Piccola bimba vestita di rosso con una bambolina in mano, ti ho incontrato per un attimo nel villaggio Kirghiso sugli elevati altopiani del Pamir cinese; in quel luminoso mattino di agosto facesti capolino dalla porta della tua "yurta", curiosa come tutti i bambini del mondo, e mi concedesti solo quello scatto prima di rientrare impaurita.
Era il 1990, ormai sarai una donna e chissà se vivi ancora in quello sperduto villaggio lungo la Via della Seta; forse lassù tutto sarà cambiato, i mezzi motorizzati avranno sostituito i cammelli e le case in muratura le "yurte" in feltro, sicuramente il nomadismo dei kirghisi sarà stato interrotto dai cinesi e con esso tradizioni e costumi.
Di allora mi rimane quella foto che ha fermato il tempo e ripropone un mondo intatto, ormai perduto… molte volte una sola immagine può essere sufficiente per cogliere il nocciolo di una storia: questo è il miracolo della fotografia.
Sugli elevati altopiani del Pamir cinese, i nomadi Kirghisi utilizzano cammelli e cavalli per spostarsi da una valle all'altra, alla ricerca di nuovi pascoli per i loro animali. Le verdeggianti sponde del lago Karakul contrastano con le montagne circostanti, brulli e arrotondati rilievi che si perdono in lontananza, culminando nelle scintillanti vette del Kongur. Le bianche tende in feltro - le yurte - occupano gli spazi pianeggianti della montagna, i nomadi vi trascorrono la breve estate con le loro mandrie di yak.
Un anziano a cavallo mi viene incontro: la lunga barba incolta, il colbacco di pelliccia e l'aspetto fiero mi ricordano le feroci orde di Gengis Khan che giunsero fin qui in epoche passate.
Sulla porta di una yurta una bambina vestita di rosso mi osserva immobile, ha tra le mani una bambola di pezza che si stringe al petto. Qui nulla sembra cambiato dai tempi in cui il nostro Marco Polo descriveva la vita di queste contrade nel suo Milione.
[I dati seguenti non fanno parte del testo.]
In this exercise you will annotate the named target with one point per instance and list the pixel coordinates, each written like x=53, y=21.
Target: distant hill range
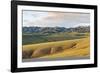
x=81, y=29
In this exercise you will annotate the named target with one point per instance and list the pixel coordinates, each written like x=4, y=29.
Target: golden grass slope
x=59, y=49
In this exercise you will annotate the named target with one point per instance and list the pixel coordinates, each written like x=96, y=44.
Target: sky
x=55, y=19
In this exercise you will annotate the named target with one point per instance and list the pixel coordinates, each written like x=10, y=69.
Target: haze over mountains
x=36, y=29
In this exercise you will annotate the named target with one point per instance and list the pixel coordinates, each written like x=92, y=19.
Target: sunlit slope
x=59, y=49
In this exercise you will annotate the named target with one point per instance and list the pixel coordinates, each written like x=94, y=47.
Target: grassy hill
x=58, y=49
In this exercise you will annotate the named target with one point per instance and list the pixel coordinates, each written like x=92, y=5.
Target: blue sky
x=55, y=19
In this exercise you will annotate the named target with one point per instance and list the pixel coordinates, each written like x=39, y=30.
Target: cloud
x=52, y=19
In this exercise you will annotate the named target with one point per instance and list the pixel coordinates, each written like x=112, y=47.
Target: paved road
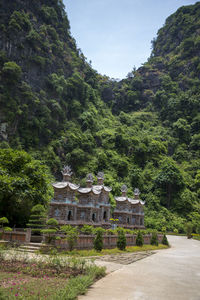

Passò per la città di Kashgar e scrisse: "E a Casciar vivono di mercanzia e di arti. Egli hanno belli giardini e possessioni. Vi nasce bambagia e lino e sonvi molti mercanti che cercano tutto il mondo". Certamente il veneziano trovò una città ricca e commercialmente attiva, un nodo viario importante situato tra il cuore del grande Impero cinese e le vie carovaniere che congiungevano l'Oriente con il bacino del Mediterraneo.
Nonostante diversi secoli siano trascorsi, Kashgar è ancora una città florida, il suo mercato domenicale è conosciuto in tutto il mondo e vi si concentrano più di 5000 persone che già dalle prime ore del mattino, convergono nel capoluogo trasformandolo nel più grande bazar dell'Asia centrale. Arrivano al ritmo traballante dei carretti trainati da asini o cavalli, gli uomini avvolti nei lunghi cappottoni di lana e con i colbacchi di pelliccia; le donne col volto coperto da un pesante velo marrone; nel vociare incessante, il profumo delle spezie e della frutta si mescola al fumo dei narghilè, all'odore dei dolci d'uva sultanina, ai profumi che si alzano dalle centinaia di ristorantini all'aperto.